L’ouverture de la session a été marquée par l’intervention du président américain Barack Obama qui a plaidé mercredi pour qu’un “effort plus important” soit engagé au niveau international pour éradiquer la plus grave épidémie du virus Ebola depuis son identification en 1976, qui sévit en Afrique de l’Ouest.

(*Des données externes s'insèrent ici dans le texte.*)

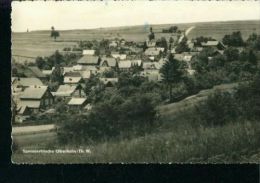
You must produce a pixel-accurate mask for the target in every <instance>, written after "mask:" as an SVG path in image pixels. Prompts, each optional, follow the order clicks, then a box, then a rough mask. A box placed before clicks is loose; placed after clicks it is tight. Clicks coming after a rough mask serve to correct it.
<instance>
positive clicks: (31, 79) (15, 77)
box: [12, 77, 43, 86]
mask: <svg viewBox="0 0 260 183" xmlns="http://www.w3.org/2000/svg"><path fill="white" fill-rule="evenodd" d="M12 83H13V84H16V85H21V86H32V85H38V86H41V85H43V83H42V82H41V80H40V79H38V78H18V77H15V78H14V77H13V78H12Z"/></svg>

“Nous avons besoin de faire un effort plus important pour donner un coup d’arrêt à cette maladie qui pourrait tuer des centaines de milliers de personnes, infligeant des souffrances horribles, déstabilisant des économies, et qui se déplace rapidement au-delà des frontières”, a déclaré M. Obama devant l’Assemblée générale de l’Onu.
Barack Obama a par ailleurs évoqué mercredi, à la tribune de l’ONU, les “tensions raciales” qui traversent la société américaine, rappelant les manifestations de Ferguson après qu’un jeune Noir y a été abattu par un policier blanc début août.
“Au milieu d’un été marqué par l’instabilité au Moyen-Orient et en Europe de l’Est, je sais que le monde a aussi prêté attention à ce qui se passait dans la petite ville américaine de Ferguson, dans le Missouri”, a-t-il déclaré.
“Oui, nous avons nos propres tensions raciales et ethniques”, a-t-il poursuivi lors de son discours devant l’assemblée générale des Nations unies à New York.
Le président guinéen le professeur Alpha Condé qui est arrivé ici samedi, s’adressera à l’assemblée générale le vendredi 26 septembre.
De source diplomatique guinéenne à l’Onu, le discours du chef de l’Etat portera essentiellemnt sur la virus ebola.